I recently posted the tenth interview to my #PLONY (Playwrights Living Outside New York) Profiles blog series. All ten are active playwrights who get produced regularly, none live within commuting distance of NYC, and, if they ever did live there, it wasn’t where they forged their careers. I explain my reasons for creating this series in my launch post, but, in a nutshell, it’s to change how #PLONY are viewed both by themselves and others—particularly theatremakers who still see the Big Apple as having the perceived lock on theatrical legitimacy.

In interviewing these generous writers—who enthusiastically gave their time to further the cause and demonstrate, as Eric Coble put it, “that there is art and life and happiness between the coasts!”—several themes, bits of advice, and truths emerged. Not everything below applies to every #PLONY interviewed, but everything below applies to a majority of them.

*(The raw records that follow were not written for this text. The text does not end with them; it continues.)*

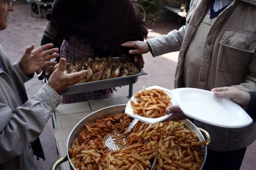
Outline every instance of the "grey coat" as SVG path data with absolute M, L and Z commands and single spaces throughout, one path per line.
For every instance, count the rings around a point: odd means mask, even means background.
M 19 62 L 11 64 L 0 45 L 0 170 L 36 169 L 30 144 L 42 132 L 60 96 L 43 85 L 28 100 L 23 83 L 30 80 Z

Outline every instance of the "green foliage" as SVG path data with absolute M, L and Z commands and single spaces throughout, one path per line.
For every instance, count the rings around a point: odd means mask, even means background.
M 158 0 L 140 0 L 147 13 L 154 13 L 159 9 L 159 2 Z

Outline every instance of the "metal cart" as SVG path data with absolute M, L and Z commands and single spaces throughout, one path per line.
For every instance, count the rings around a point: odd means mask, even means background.
M 70 87 L 65 91 L 60 94 L 60 95 L 73 95 L 103 89 L 129 85 L 129 94 L 127 97 L 130 98 L 133 96 L 133 84 L 137 82 L 139 76 L 146 74 L 147 73 L 142 69 L 139 73 L 135 75 L 76 84 Z M 47 78 L 45 77 L 43 80 L 42 83 L 45 83 L 47 84 L 48 83 Z M 53 128 L 57 128 L 58 125 L 55 112 L 52 113 L 52 119 Z M 58 153 L 58 155 L 59 158 L 60 158 Z M 60 170 L 63 170 L 61 165 L 60 165 L 59 168 Z

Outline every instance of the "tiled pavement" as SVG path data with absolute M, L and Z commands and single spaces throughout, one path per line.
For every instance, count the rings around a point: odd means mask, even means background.
M 46 23 L 44 19 L 39 21 L 38 17 L 30 16 L 29 6 L 23 1 L 16 2 L 14 12 L 10 13 L 8 19 L 8 27 L 0 33 L 0 44 L 10 57 L 12 62 L 18 60 L 25 51 L 26 47 L 32 43 L 38 47 L 42 38 L 43 28 Z M 178 29 L 180 26 L 175 24 L 162 24 L 150 27 L 149 38 L 166 34 L 174 29 Z M 148 74 L 142 76 L 134 85 L 134 93 L 138 91 L 143 86 L 149 86 L 157 85 L 169 89 L 174 86 L 174 74 L 178 52 L 165 55 L 153 58 L 150 53 L 144 55 L 145 62 L 143 69 Z M 28 97 L 36 93 L 41 86 L 41 81 L 33 79 L 25 84 Z M 128 95 L 128 87 L 117 88 L 118 91 L 114 96 Z M 41 140 L 45 151 L 46 160 L 36 162 L 39 170 L 49 169 L 53 162 L 57 159 L 53 127 L 49 120 L 41 136 Z M 241 170 L 255 169 L 256 158 L 256 143 L 247 149 Z

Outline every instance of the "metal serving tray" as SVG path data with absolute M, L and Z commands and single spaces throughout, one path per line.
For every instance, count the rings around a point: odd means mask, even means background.
M 134 84 L 138 81 L 139 76 L 147 74 L 148 73 L 141 69 L 139 73 L 134 75 L 77 84 L 69 87 L 64 91 L 60 93 L 59 94 L 64 96 L 74 95 L 130 85 Z M 46 83 L 48 84 L 47 80 L 47 78 L 46 77 L 43 80 L 42 83 Z

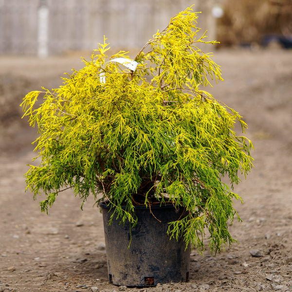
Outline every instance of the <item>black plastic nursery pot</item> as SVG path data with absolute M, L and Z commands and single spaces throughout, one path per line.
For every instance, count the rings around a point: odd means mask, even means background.
M 114 210 L 104 202 L 99 205 L 110 283 L 149 287 L 188 280 L 190 249 L 185 248 L 182 237 L 170 239 L 167 234 L 169 222 L 186 215 L 182 209 L 154 205 L 150 212 L 149 207 L 136 206 L 138 223 L 130 230 L 128 222 L 123 225 L 114 219 L 109 225 Z

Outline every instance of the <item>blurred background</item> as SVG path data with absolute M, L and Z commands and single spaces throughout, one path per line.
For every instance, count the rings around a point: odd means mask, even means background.
M 199 27 L 219 47 L 292 46 L 291 0 L 0 0 L 0 54 L 48 55 L 140 48 L 193 5 Z

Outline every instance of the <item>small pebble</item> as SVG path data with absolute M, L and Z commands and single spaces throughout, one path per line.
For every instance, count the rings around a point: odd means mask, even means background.
M 104 251 L 106 249 L 106 245 L 103 242 L 99 242 L 96 248 L 98 251 Z
M 250 254 L 252 255 L 252 256 L 255 257 L 261 257 L 263 256 L 261 253 L 258 250 L 254 250 L 250 251 Z
M 7 271 L 9 271 L 9 272 L 14 272 L 15 270 L 15 267 L 14 266 L 11 266 L 11 267 L 8 267 L 7 268 Z

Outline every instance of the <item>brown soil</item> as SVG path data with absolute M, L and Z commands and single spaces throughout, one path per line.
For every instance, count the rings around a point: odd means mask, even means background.
M 19 104 L 29 91 L 58 86 L 80 59 L 0 58 L 0 291 L 292 291 L 292 57 L 278 49 L 215 53 L 225 81 L 210 90 L 243 116 L 256 149 L 255 167 L 236 190 L 244 200 L 235 203 L 243 222 L 230 227 L 238 244 L 215 257 L 194 250 L 188 283 L 144 289 L 108 283 L 92 200 L 82 211 L 63 193 L 47 216 L 24 192 L 36 133 Z

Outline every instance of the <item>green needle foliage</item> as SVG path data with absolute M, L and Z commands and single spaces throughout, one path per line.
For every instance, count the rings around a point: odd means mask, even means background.
M 233 200 L 241 199 L 232 190 L 238 172 L 253 166 L 253 146 L 234 130 L 236 122 L 243 132 L 247 128 L 238 113 L 199 88 L 223 79 L 211 55 L 198 48 L 217 42 L 197 37 L 197 18 L 190 8 L 172 18 L 138 53 L 135 72 L 106 64 L 128 57 L 120 52 L 109 59 L 105 39 L 63 85 L 25 96 L 21 106 L 37 127 L 41 160 L 25 175 L 27 189 L 35 199 L 44 192 L 42 211 L 68 188 L 83 202 L 91 194 L 108 201 L 115 218 L 132 225 L 135 205 L 171 203 L 188 214 L 170 222 L 171 237 L 182 235 L 201 252 L 208 230 L 214 254 L 235 241 L 227 223 L 240 220 Z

They’ve got the goods. Talent is the primary ingredient for long-term success, and, with an abundance of it, these #PLONY have risen to the top in their given cities—a place where they’re more apt to get noticed. Still, we all know luck in the form of a jumpstart borne of fortuitous circumstances is also critical, and

Luck and opportunity can happen anywhere, but... For any playwright, this is nearly always defined as the right person seeing the right show at the right time which then leads to a career turning point—getting an agent, an international foothold, a prestigious prize. Because in New York, the “right” person (even critic) can conceivably be in any audience, this is a tougher—but by no means improbable—get for #PLONY. As such, contributing factors become even more important:

Opportunity is aided by fortitude. These #PLONY are prolific, and their focus is on the work, the next play. Perhaps it’s because they have more time to write (a sentiment that came up again and again, i.e. “if I lived in New York, I’d be spending more time trying to make rent than plays”), or because they know they have to be more competitive, or because their go-getter personalities are the very reason for their success. In any case, this much is sure: when asked “what else do you have?” these playwrights are never at a loss, and often have more than one kind of play at the ready, which betters their chances of making matches. But equally important:

Luck is more likely with support. Successful #PLONY have hometown theatres that not only provide development and testing grounds, but also champion the work to places beyond their cities. #PLONY enjoy being part of their local theatre communities, but those local theatres, in turn, support them by regularly commissioning, producing, recommending, nominating, or exporting their work—or simply by being theaters on the national radar. Even then, however:

The opportunity that likely won’t happen is Broadway. As playwrights are all too aware, for non-theatre folks, the perceived pinnacle of achievement is Broadway. And while Broadway is always a notable benchmark, playwrights are unlike actors or dancers in that they aren’t hired or chosen for it—somebody (with money) decides to put them there.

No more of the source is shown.